Today she has 75 employees and is expanding

"If you look at our website it says we like Mondays. And it's true," said Lyons.

Her army of geeks help other businesses figure out their digital strategies, content and design. Target, Best Buy and General Mills are among their clients. But it's how they treat their employees here that has everyone talking.

"I've been working for a while, in a lot of different places. and this is the best place I've ever worked," said Jeffery Berger, Clockwork employee.

"When you talk to the folks that work here, they say that they are all treated like adults," said Lyons. "They're trusted to do their jobs. What we work hard to do is invite their whole selves to work and let them be exactly who they are, because in doing that we get their best work. We create sort of this optimal environment of them to feel comfortable. It's not work-life balance. It's life balance. It's all life. We bring our work home. We bring our lives to work."

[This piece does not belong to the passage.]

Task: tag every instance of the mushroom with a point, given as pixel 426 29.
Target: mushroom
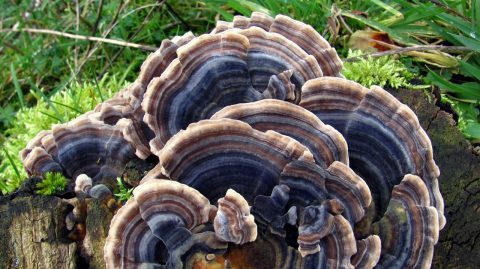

While a cynic might say the family-friendly approach just keeps workers at the office longer, Lyons admits, "Sure, it works to to the company's advantage often. And it works to the staff's advantage often too. And I think there's a balance there."

But for Lyons, it's the values that are important.

"Who cares about the soda if you don't feel good where you work and don't believe what leadership is saying to you? No can of Coke is gonna fix that for you," she said.

The secret sauce isn't so secret: It boils down to respect. All of Lyons' employees call it the best place they've ever worked.

When Lyons hears that, she says, "I get choked up because that's what I wanted."